Some notable characteristics of this condensed balance sheet include:

  • A very high level of equity (which is composed largely of retained earnings).
  • Very little debt.
  • A significant but not overwhelming level of insurance float liabilities.
  • The famously high allocation to cash.
  • Only a modest level of investments in fixed maturity investments (bonds).
  • A very high level of investments in equities.
  • Substantial investments in subsidiary non-insurance operating businesses including purchased goodwill of these businesses and of the insurance businesses.

In summary, Buffett’s success came from entering the insurance business and running it in an unusually profitable manner. He largely shunned debt, which made his balance sheet much more conservative than most insurance companies. This conservative balance sheet allowed him to invest heavily in stocks and businesses that could be expected to earn more than the bonds usually favored by insurance companies. Superior selection of stocks and businesses boosted returns on assets.

The use of negative cost insurance float and zero-cost deferred income taxes to fund investments, when combined with high returns on assets, led to stellar returns on equity. He then retained all earnings and continued to compound those earnings at a high ROE for 50 years.

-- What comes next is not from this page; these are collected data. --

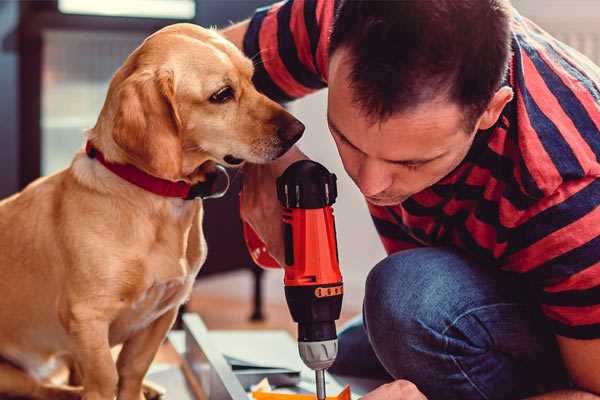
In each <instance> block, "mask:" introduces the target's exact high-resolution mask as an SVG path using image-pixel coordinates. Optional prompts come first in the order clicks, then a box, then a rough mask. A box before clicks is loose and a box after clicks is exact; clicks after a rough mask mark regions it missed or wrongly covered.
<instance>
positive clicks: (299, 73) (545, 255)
mask: <svg viewBox="0 0 600 400" xmlns="http://www.w3.org/2000/svg"><path fill="white" fill-rule="evenodd" d="M334 5H335V2H334V1H332V0H290V1H287V2H281V3H277V4H275V5H272V6H270V7H267V8H263V9H259V10H257V12H256V13H255V15H254V16H253V18H252V19H251V21H250V25H249V29H248V31H247V33H246V36H245V38H244V51H245V53H246V54H247V55H248V56H249V57H252V58H253V59H254V61H255V65H256V72H255V77H254V80H255V83H256V85H257V87H258V89H259V90H261V91H262V92H264V93H265V94H267V95H268V96H269V97H271V98H273V99H276V100H279V101H289V100H292V99H295V98H298V97H301V96H304V95H306V94H308V93H311V92H313V91H315V90H318V89H321V88H323V87H325V86H326V85H327V58H328V54H327V47H328V37H329V33H330V30H331V26H332V21H333V14H334ZM512 50H513V55H512V59H511V61H510V67H509V73H508V76H507V79H506V84H508V85H510V86H511V87H512V88H513V91H514V93H515V96H514V99H513V100H512V101H511V102H510V103H509V104H508V105H507V106H506V107H505V109H504V110H503V112H502V115H501V117H500V119H499V120H498V123H497V124H496V125H495V126H494V127H492V128H491V129H488V130H485V131H480V132H479V133H478V134H477V135H476V139H475V141H474V143H473V145H472V148H471V149H470V151H469V153H468V155H467V156H466V158H465V159H464V161H463V162H462V163H461V164H460V165H459V167H458V168H456V169H455V170H454V171H453V172H452V173H450V174H449V175H448V176H446V177H445V178H443V179H442V180H441V181H440V182H438V183H436V184H435V185H434V186H432V187H430V188H428V189H426V190H424V191H422V192H419V193H417V194H415V195H413V196H412V197H410V198H409V199H408V200H406V201H404V202H403V203H402V204H399V205H396V206H391V207H379V206H373V205H369V211H370V212H371V215H372V218H373V221H374V223H375V226H376V228H377V231H378V232H379V235H380V237H381V240H382V242H383V245H384V247H385V249H386V251H387V252H388V253H393V252H397V251H399V250H403V249H409V248H414V247H419V246H440V245H450V246H454V247H456V248H459V249H461V250H462V251H463V252H464V253H466V254H467V255H468V256H469V257H471V258H472V259H474V260H476V261H477V262H478V263H479V264H480V265H482V266H486V267H487V266H494V267H497V268H501V269H504V270H508V271H513V272H517V273H520V274H523V276H524V277H525V278H526V279H527V280H528V281H529V282H530V283H531V284H532V287H533V288H534V291H535V294H536V296H537V298H538V299H539V303H540V306H541V309H542V311H543V313H544V314H545V315H546V316H547V317H548V319H549V321H550V323H551V325H552V326H553V329H554V332H555V333H556V334H558V335H562V336H567V337H572V338H580V339H591V338H600V207H599V205H600V179H598V177H600V162H599V157H600V68H598V67H597V66H595V65H593V64H592V62H591V61H589V60H588V59H587V58H585V57H584V56H582V55H581V54H579V53H578V52H576V51H575V50H573V49H571V48H569V47H568V46H566V45H565V44H563V43H561V42H559V41H557V40H556V39H554V38H552V37H551V36H550V35H548V34H547V33H546V32H544V31H543V30H541V29H540V28H539V27H538V26H536V25H535V24H533V23H532V22H531V21H529V20H527V19H526V18H524V17H522V16H520V15H519V14H518V13H516V12H515V15H514V17H513V20H512Z"/></svg>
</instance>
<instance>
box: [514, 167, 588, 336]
mask: <svg viewBox="0 0 600 400" xmlns="http://www.w3.org/2000/svg"><path fill="white" fill-rule="evenodd" d="M536 208H537V209H538V210H541V211H536V212H534V213H533V215H531V216H526V217H525V218H524V219H523V220H522V221H520V223H519V224H518V225H517V226H516V227H515V229H514V230H513V231H512V233H511V239H510V240H511V242H512V243H513V245H512V246H511V247H512V248H511V252H510V253H511V254H510V255H509V259H508V260H509V264H510V265H511V269H512V270H514V271H516V272H520V273H523V274H524V275H525V276H526V277H527V278H528V279H529V280H530V281H531V282H532V283H533V284H534V286H535V287H536V288H537V289H538V294H539V302H540V305H541V308H542V311H543V312H544V314H545V315H546V316H547V317H548V318H549V320H550V321H551V324H552V325H553V327H554V331H555V333H556V334H558V335H561V336H566V337H571V338H577V339H594V338H600V178H594V177H590V178H585V179H581V180H577V181H570V182H566V183H564V184H563V185H561V187H560V188H559V189H558V190H557V191H556V192H555V193H554V194H553V195H552V196H548V197H547V198H545V199H544V200H543V201H542V202H541V203H540V204H538V205H536Z"/></svg>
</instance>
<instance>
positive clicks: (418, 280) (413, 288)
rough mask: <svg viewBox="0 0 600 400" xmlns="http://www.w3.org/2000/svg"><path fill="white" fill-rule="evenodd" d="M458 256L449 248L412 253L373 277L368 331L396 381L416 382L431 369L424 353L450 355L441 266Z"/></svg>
mask: <svg viewBox="0 0 600 400" xmlns="http://www.w3.org/2000/svg"><path fill="white" fill-rule="evenodd" d="M455 257H457V255H455V254H454V253H452V252H449V251H446V250H444V249H426V250H425V251H424V250H423V249H417V250H407V251H404V252H400V253H396V254H394V255H392V256H390V257H387V258H386V259H384V260H383V261H381V262H380V263H379V264H377V265H376V266H375V267H374V268H373V270H372V271H371V272H370V273H369V276H368V278H367V283H366V288H365V302H364V319H365V327H366V329H367V333H368V336H369V340H370V341H371V345H372V347H373V350H374V352H375V354H376V355H377V357H378V358H379V360H380V361H381V363H382V364H383V365H384V367H385V368H386V369H387V370H388V372H389V373H390V374H392V376H394V377H395V378H405V379H407V378H412V379H415V377H414V374H415V373H416V371H419V370H422V369H423V368H426V367H427V366H426V365H424V364H425V363H427V357H423V354H426V353H431V352H437V353H441V352H442V351H443V350H444V349H443V345H444V338H443V336H442V335H441V333H440V332H442V331H443V329H444V328H443V327H444V324H446V323H447V321H448V320H449V319H450V318H451V317H450V312H451V310H449V309H446V306H447V303H448V302H449V299H448V298H447V297H446V296H447V293H446V292H447V290H446V289H447V286H446V285H445V284H444V281H446V280H447V279H446V277H445V276H444V275H445V272H444V269H445V268H444V266H443V265H441V264H443V263H447V262H449V261H450V259H451V258H455ZM455 261H456V260H455Z"/></svg>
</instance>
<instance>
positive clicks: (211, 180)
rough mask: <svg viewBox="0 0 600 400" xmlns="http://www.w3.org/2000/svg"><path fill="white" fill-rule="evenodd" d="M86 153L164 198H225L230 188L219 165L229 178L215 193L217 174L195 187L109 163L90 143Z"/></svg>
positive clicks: (94, 147)
mask: <svg viewBox="0 0 600 400" xmlns="http://www.w3.org/2000/svg"><path fill="white" fill-rule="evenodd" d="M85 152H86V153H87V155H88V157H90V158H95V159H96V160H98V161H100V163H101V164H102V165H104V166H105V167H106V169H108V170H109V171H111V172H112V173H114V174H115V175H118V176H119V177H121V178H123V179H125V180H126V181H127V182H129V183H131V184H133V185H135V186H138V187H140V188H142V189H144V190H146V191H148V192H152V193H154V194H157V195H159V196H163V197H176V198H180V199H184V200H192V199H194V198H196V197H201V198H216V197H221V196H223V195H224V194H225V192H227V188H228V187H229V176H228V175H227V171H226V170H225V168H224V167H223V166H221V165H217V171H219V172H221V173H224V174H225V175H226V176H227V185H226V188H225V189H224V190H223V191H221V192H215V186H216V181H217V175H218V174H217V173H215V174H209V175H207V180H206V181H205V182H200V183H197V184H195V185H191V184H189V183H187V182H183V181H178V182H172V181H168V180H166V179H161V178H157V177H155V176H152V175H150V174H147V173H146V172H144V171H142V170H140V169H138V168H136V167H134V166H133V165H130V164H116V163H113V162H110V161H107V160H106V159H105V158H104V154H102V152H101V151H100V150H98V149H97V148H95V147H94V145H93V144H92V143H91V142H89V141H88V142H87V143H86V145H85Z"/></svg>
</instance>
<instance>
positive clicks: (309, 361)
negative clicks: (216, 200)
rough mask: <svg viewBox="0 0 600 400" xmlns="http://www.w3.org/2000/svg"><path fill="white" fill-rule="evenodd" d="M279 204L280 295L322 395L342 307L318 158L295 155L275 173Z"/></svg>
mask: <svg viewBox="0 0 600 400" xmlns="http://www.w3.org/2000/svg"><path fill="white" fill-rule="evenodd" d="M277 197H278V199H279V201H280V203H281V205H282V206H283V208H284V210H283V224H284V225H283V227H284V243H285V265H283V268H284V270H285V277H284V283H285V297H286V300H287V303H288V307H289V309H290V313H291V314H292V318H293V319H294V321H296V322H297V323H298V351H299V353H300V357H301V358H302V361H304V364H306V366H308V367H309V368H311V369H313V370H314V371H315V377H316V387H317V398H318V399H319V400H323V399H325V375H324V374H325V370H326V369H327V368H329V367H330V366H331V365H332V364H333V362H334V361H335V357H336V356H337V333H336V329H335V321H336V320H337V319H338V318H339V317H340V312H341V308H342V296H343V283H342V275H341V273H340V269H339V259H338V251H337V242H336V232H335V220H334V217H333V209H332V207H331V206H332V205H333V203H334V202H335V200H336V197H337V187H336V176H335V175H334V174H331V173H330V172H329V171H327V169H326V168H325V167H323V166H322V165H321V164H319V163H316V162H314V161H310V160H302V161H297V162H295V163H294V164H292V165H290V166H289V167H288V168H287V169H286V170H285V172H284V173H283V175H281V176H280V177H279V178H277Z"/></svg>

Additional keys to success 

Here is a summary list of the keys to the Buffett success story, including some not listed above. Some of these offer useful tips for the rest of us.

  • Setting a goal of growing value per share and sticking to it.
  • Relentlessly doing only what was good for shareholders.
  • Retaining all earnings. If you can compound money at 20%, it does not make sense to pay a dividend, no matter how popular that would be.
  • A high level of equity combined with low debt and ample cash in the insurance companies lowered risks, which allowed investing mostly in equities rather than fixed income.
  • Superior stock picking.
  • Superior business acquisition strategies.
  • Rarely issuing shares for acquisitions. Issuing shares would have boosted absolute growth but sharply curtailed growth on a per share basis.
  • Superior management of acquired companies.
  • Becoming the buyer of choice for those selling large private businesses.
  • Achieving profit on insurance operations, even before considering the profits from investing the insurance float
  • The use of insurance float and deferred taxes to fund stock investments.
  • Discipline and patience – sometimes going years between major acquisitions or major new stock investments.
  • Ignoring Berkshire’s stock price. Boosting the share price was never the goal. It was the value and not the price of the shares that Buffett focused on growing.
  • Speed – no large business could commit to an acquisition faster than Berkshire. No insurance company would commit to a huge insurance policy faster than Berkshire.
  • Keeping it lean – to this day there are a mere 25 people at head office.
  • Running a highly concentrated equity portfolio. One certainly cannot beat the stock market averages by holding a diversified portfolio that mimics the market. Finding a handful of stocks that beat the market enabled Buffett to outperform year after year. A concentrated portfolio in no way guarantees beating the market. But mimicking the market with a widely diversified portfolio would have precluded beating the market by any material amount.
  • Time management – Buffett managed to delegate or eliminate most tasks not related to his investment process.
  • Placing trust in managers and giving them full authority and autonomy.
  • Providing managers with appropriate financial incentives.
  • Heaping public praise and encouragement on his best managers.
  • Keeping tabs on his companies and investments through specially provided data reports.
  • Rationality – Buffett never did anything simply because others were doing it. He always acted in ways that he thought to be rational.
  • Investing in businesses as well as securities.
  • Controlling large capital expenditures at the top.
  • The ability to transfer earnings of subsidiary companies to other companies tax-free.
  • Wise consideration of income tax.
  • A total lack of pandering to Wall Street
  • Constantly reading, learning and thinking.